Search code examples
tensorflowstatecudnn

Initializing the state of CUDNN LSTMs


I think we may use the following code segment to create a stack of LSTMs and initializes the states of it to be zero.

 lstm_cell = tf.contrib.rnn.BasicLSTMCell(
            hidden_size, forget_bias=0.0, state_is_tuple=True)
 cell = tf.contrib.rnn.MultiRNNCell([lstm_cell] * num_layers, state_is_tuple=True)
 cell.zero_state(batch_size, tf_float32)

Instead of using BasicLSTMCell, I would like to use the CUDNN

cudnn_cell = tf.contrib.cudnn_rnn.CudnnLSTM(
          num_layers, hidden_size, dropout=config.keep_prob)

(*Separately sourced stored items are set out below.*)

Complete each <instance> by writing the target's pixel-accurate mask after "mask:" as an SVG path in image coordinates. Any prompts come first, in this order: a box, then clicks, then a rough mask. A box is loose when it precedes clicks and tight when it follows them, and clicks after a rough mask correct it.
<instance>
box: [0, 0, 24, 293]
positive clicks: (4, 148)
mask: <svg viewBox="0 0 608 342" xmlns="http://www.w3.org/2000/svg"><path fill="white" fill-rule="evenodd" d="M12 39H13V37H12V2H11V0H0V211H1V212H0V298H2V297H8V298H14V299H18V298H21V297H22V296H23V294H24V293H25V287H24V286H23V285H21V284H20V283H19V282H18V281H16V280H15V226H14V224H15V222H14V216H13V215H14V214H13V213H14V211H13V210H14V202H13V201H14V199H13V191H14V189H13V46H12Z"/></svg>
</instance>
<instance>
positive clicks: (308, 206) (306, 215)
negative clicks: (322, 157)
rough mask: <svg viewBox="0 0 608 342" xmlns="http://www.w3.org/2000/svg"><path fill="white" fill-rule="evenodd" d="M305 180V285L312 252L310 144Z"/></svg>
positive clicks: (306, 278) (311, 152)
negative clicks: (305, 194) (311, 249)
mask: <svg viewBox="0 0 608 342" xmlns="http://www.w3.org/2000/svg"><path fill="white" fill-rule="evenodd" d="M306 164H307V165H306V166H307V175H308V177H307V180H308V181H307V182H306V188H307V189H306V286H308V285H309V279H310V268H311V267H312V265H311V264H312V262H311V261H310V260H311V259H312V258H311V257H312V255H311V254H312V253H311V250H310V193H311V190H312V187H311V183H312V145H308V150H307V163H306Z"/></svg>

In this case, how can I do the same thing as cell.zero_state(batch_size, tf_float32) on cudnn_cell?


Solution

  • The definition can be found in : tensorflow cudnn_rnn's code

    Regard to initial_states:

    with tf.Graph().as_default():
        lstm = CudnnLSTM(num_layers, num_units, direction, ...)
        outputs, output_states = lstm(inputs, initial_states, training=True)
    

    So you only need to add the initial states besides the embedding inputs. In the encoder-decoder system, it would look like:

    encoder_cell = tf.contrib.cudnn_rnn.CudnnLSTM(num_layers, hidden_size)
    encoder_output, encoder_state = encoder_cell(encoder_embedding_input)
    decoder_cell = tf.contrib.cudnn_rnn.CudnnLSTM(num_layers, hidden_size)
    decoder_output, decoder_state = encoder_cell(decoder_embedding_input,
                                                 initial_states=encoder_state)
    

    Here, the encoder_state is a tuple as (final_c_state, final_h_state). And the shape of both states are (1, batch, hidden_size)

    If your encoder is bidirection RNN, it would be a like bit tricky, since the output states are now become (2, batch, hidden_size).

    Hence, I use a roundabout way to solve it.

    encoder_cell = tf.contrib.cudnn_rnn.CudnnLSTM(num_layers, hidden_size, direction="bidirectional")
    encoder_output, (encoder_c_state, encoder_h_state) = encoder_cell(encoder_embedding_input)
    fw_c, bw_c = tf.split(encoder_c_state, [1, 1], axis=0)
    fw_h, bw_h = tf.split(encoder_h_state, [1, 1], axis=0)
    reshape_encoder_c_state = tf.concat((fw_c, bw_c), axis=2)
    reshape_encoder_h_state = tf.concat((fw_h, bw_h), axis=2)
    encoder_state = (reshape_encoder_c_state, reshape_encoder_h_state)
    

    Although I haven't tried many-layers RNN, I think it can also be solved in a similar way.